8. Lorsqu’il qualifie de contravention de grande voirie des faits d’occupation irrégulière d’une dépendance du domaine public, il appartient au juge administratif, saisi d’un procès-verbal accompagné ou non de conclusions de l’administration tendant à l’évacuation de cette dépendance, d’enjoindre au contrevenant de libérer sans délai le domaine public et, s’il l’estime nécessaire et au besoin d’office, de prononcer une astreinte. Lorsqu’il a prononcé une astreinte dont il a fixé le point de départ, le juge administratif doit se prononcer sur la liquidation de l’astreinte, en cas d’inexécution totale ou partielle ou d’exécution tardive. Il peut, le cas échéant, modérer l’astreinte provisoire ou la supprimer, même en cas d’inexécution de la décision juridictionnelle. Il peut notamment la supprimer pour le passé et l’avenir, lorsque la personne qui a obtenu le bénéfice de l’astreinte n’a pas pris de mesure en vue de faire exécuter la décision d’injonction et ne manifeste pas l’intention de la faire exécuter ou lorsque les parties se sont engagées dans une démarche contractuelle révélant que la partie bénéficiaire de l’astreinte n’entend pas poursuivre l’exécution de la décision juridictionnelle, sous réserve qu’il ne ressorte pas des pièces du dossier qui lui est soumis qu’à la date de sa décision, la situation que l’injonction et l’astreinte avaient pour objet de faire cesser porterait gravement atteinte à un intérêt public ou ferait peser un danger sur la sécurité des personnes ou des biens.
9. En deuxième lieu, aux termes de l’article L. 774-2 du code de justice administrative : « Dans les dix jours qui suivent la rédaction d’un procès-verbal de contravention, le préfet fait faire au contrevenant notification de la copie du procès-verbal (…) la notification indique à la personne poursuivie qu’elle est tenue, si elle veut fournir des défenses écrites, de les déposer dans le délai de quinzaine à partir de la notification qui lui est faite ».
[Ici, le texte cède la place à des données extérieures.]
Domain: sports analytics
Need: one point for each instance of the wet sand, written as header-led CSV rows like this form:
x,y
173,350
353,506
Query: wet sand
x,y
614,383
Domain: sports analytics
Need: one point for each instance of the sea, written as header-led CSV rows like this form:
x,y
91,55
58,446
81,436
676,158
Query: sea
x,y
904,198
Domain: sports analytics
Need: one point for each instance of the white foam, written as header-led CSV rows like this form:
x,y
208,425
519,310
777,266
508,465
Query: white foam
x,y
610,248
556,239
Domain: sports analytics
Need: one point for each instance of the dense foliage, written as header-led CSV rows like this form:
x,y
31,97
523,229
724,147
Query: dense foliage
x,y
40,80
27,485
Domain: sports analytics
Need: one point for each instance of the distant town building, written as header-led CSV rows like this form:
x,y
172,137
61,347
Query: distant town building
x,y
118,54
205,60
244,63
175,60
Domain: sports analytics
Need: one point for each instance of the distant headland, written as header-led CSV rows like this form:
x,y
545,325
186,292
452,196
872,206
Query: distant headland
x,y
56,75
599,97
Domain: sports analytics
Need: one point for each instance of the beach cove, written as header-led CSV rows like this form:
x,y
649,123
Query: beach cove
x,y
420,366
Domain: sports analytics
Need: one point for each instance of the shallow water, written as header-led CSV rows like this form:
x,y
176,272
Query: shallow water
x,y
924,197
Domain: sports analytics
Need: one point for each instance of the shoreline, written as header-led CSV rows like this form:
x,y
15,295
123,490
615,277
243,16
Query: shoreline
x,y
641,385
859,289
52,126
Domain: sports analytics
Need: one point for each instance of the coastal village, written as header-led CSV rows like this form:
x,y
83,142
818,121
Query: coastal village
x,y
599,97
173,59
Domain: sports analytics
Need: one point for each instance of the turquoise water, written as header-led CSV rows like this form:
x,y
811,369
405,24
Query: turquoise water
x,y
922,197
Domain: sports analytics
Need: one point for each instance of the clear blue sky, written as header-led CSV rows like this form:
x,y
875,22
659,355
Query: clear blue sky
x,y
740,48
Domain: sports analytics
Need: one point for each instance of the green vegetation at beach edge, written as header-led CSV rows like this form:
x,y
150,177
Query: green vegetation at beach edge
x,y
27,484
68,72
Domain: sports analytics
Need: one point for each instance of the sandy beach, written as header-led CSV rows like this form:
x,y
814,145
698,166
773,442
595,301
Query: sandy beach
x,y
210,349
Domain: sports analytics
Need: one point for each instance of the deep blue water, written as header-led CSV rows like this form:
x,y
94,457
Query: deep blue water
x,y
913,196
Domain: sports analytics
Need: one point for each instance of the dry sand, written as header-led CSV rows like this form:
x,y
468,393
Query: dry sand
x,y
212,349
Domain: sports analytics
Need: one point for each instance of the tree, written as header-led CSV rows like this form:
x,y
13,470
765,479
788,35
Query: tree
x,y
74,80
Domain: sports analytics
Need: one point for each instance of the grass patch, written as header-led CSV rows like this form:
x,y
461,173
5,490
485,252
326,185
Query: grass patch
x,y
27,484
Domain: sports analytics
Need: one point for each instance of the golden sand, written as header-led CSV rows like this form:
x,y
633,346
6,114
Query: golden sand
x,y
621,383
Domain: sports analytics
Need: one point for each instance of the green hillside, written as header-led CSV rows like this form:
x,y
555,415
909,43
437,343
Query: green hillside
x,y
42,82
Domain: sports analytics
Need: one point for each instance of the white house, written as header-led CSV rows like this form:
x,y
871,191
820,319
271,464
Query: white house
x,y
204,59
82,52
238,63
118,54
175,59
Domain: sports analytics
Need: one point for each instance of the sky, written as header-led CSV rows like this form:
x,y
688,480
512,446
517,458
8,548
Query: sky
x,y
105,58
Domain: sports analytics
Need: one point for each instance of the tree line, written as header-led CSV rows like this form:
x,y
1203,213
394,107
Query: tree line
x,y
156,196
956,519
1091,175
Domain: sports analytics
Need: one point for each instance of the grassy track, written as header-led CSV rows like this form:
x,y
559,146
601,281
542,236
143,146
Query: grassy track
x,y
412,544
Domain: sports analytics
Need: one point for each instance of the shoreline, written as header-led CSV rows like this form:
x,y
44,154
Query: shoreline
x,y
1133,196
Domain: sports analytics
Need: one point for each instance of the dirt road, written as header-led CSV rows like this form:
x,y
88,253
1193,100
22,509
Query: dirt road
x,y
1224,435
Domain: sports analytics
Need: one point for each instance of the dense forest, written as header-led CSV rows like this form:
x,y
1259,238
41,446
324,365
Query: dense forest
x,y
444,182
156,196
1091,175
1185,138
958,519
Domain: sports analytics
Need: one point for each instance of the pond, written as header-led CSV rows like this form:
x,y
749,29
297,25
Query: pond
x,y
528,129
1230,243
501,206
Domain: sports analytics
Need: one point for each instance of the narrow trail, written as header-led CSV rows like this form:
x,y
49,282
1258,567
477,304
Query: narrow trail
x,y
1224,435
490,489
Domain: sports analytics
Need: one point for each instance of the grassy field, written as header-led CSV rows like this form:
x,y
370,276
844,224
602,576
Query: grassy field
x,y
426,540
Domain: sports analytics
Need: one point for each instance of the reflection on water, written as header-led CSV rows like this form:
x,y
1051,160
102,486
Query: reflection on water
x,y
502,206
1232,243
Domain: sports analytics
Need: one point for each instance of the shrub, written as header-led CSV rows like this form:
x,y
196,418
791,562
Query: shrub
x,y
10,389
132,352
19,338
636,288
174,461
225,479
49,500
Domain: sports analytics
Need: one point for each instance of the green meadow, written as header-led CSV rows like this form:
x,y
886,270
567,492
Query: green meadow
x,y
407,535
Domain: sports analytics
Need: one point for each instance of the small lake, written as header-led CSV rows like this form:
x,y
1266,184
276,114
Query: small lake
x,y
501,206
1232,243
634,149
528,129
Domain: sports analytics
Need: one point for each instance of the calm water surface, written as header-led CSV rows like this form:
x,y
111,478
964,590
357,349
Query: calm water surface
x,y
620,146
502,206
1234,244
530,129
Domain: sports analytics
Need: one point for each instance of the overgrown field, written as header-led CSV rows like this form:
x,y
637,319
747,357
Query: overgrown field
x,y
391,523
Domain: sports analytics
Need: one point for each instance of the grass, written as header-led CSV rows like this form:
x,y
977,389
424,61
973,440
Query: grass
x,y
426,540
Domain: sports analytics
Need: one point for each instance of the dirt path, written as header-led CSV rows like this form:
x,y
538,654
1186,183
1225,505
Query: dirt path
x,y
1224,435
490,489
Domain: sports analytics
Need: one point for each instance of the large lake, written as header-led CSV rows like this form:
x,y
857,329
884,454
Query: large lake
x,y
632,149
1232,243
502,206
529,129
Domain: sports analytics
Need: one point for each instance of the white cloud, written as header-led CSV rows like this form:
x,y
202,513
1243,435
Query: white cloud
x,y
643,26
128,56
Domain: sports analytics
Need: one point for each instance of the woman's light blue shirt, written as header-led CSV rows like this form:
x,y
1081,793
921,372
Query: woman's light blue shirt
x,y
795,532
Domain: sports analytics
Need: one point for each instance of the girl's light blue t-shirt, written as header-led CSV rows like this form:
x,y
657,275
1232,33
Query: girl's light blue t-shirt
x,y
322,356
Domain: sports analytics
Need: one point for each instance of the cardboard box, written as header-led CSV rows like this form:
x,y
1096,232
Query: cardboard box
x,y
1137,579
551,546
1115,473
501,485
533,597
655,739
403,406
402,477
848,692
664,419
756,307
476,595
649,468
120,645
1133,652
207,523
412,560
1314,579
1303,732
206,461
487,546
10. En l’espèce, il résulte de l’instruction que le 4 août 2022, un agent assermenté s’est rendu sur place et a constaté la présence sur le domaine public maritime naturel d’un ponton de bois de 10,40 m², d’une digue empierrée traversant la zone marécageuse et de plusieurs rampes de bois. Un procès-verbal de contravention de grande voirie a lors été dressé le 22 novembre 2022 et a été notifié à M. et Mme A…. En outre, cette notification prévoit que les requérants peuvent fournir des observations écrites dans le délai de 15 jours. Aussi, aucune mise en demeure préalable n’était-elle exigée par les dispositions légales et réglementaires. Par conséquent, c’est à tort que les requérants soutiennent que la procédure est tardive et irrégulière.
11. En troisième lieu, si les requérants font valoir la méconnaissance du principe non bis in idem, il est constant que l’ordonnance pénale intervenue le 25 mai 2020 a pour objet de réprimer des infractions liées à la méconnaissance du code de l’urbanisme, qu’en l’espèce, la procédure de liquidation d’astreinte, d’une temporalité différente, se rapporte à l’occupation sans droit ni titre des requérants. Par suite, le moyen tiré de la méconnaissance du principe non bis in idem doit être écarté.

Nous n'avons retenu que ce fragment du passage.